La nieve se está derritiendo. Ya prácticamente no queda nada del temporal que había empezado a bloquear aceras y colapsar carreteras en Bucarest. Mi espíritu inconformista me obliga a echarla un poco de menos, a añorar los mantos de nieve incorrupta, esa que hace 'crac' al ser pisada y que embellece cualquier escena con su uniformidad luminosa.

No obstante, debo admitir que al ver la pista de aterrizaje totalmente cubierta por la nevada, justo cuando estábamos a punto de tomar tierra, lo último que me vino a la cabeza fue su sentido estético. Algo de pánico y de dónde me estoy metiendo, eso es lo único que pude pensar. Por suerte, Bucarest no es Madrid y aquí están habituados a lidiar con verdaderos inviernos.
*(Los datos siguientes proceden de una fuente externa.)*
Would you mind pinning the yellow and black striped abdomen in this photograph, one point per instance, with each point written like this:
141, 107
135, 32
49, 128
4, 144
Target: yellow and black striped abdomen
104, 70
La zona donde debía posarse el avión estaba despejada y aterrizamos sin ningún sobresalto.

Lo bueno de ser un chico de secano es que estos acontecimientos rutinarios, que resultan un estorbo para los acostumbrados, todavía despiertan en mí una fascinación infantil que no me gustaría perder con los años. Aún recuerdo con impresión la primera vez que vi el río Spree de Berlín cubierto por inmensas placas de hielo chocando unas contra otras. O la risa tonta que me produjo descubrir a unos patos caminando como si cualquier cosa por encima de la superficie congelada de los canales de Amsterdam. Aunque supongo que será una tarea complicada esa de seguir encontrándole la gracia a tanto congelamiento.

Elvira Lindo , una escritora y articulista a la que sigo con atención, ha explorado en su último libro esta dicotomía del frío como catalizador o finiquitador de las ilusiones, según te pille la tarde. La obra, que estoy leyendo despacio para que me dure más tiempo, se titula 'Noches sin dormir: último invierno en Nueva York' y en ella Lindo ha querido dejar testimonio de su paso por la ciudad americana tras vivir en ella más una década.

Se trata de una novela en la que las bajas temperaturas aparecen como un personaje secundario bastante relevante, compitiendo en importancia con la propia ciudad de Nueva York, en la que llegarán durante el día de hoy a menos cinco grados bajo cero. Unas condiciones que recuerdan menos a una película de Hollywood y más a una pintura de la Rusia soviética, como la propia articulista recalca en el libro. Las condiciones meteorológicas casi vencen a la autora, que llega a preguntarse en un momento de debilidad qué se le ha perdido a ella en un lugar tan hostil como ese. Por suerte, se quedó el tiempo necesario para ofrecernos esta hermosa y personal obra, repleta de reflexiones con las que la mayoría de los que vivimos fuera podemos sentirnos identificados. Elvira Lindo termina por reconciliarse con la nieve y algunas de las mejores fotografías que acompañan a su texto están dominadas por el invierno en su vertiente más poética.

Llevo un tiempo pensando que la memoria no guarda temperaturas. Todos los años nos seguirá sorprendiendo el calor del verano y seguiremos sin acostumbrarnos a pasar frío en enero. Habrá que luchar, por tanto, por conservar la parte que le encuentra la belleza a todo esto. Esa que los niños llevan tan a flor de piel.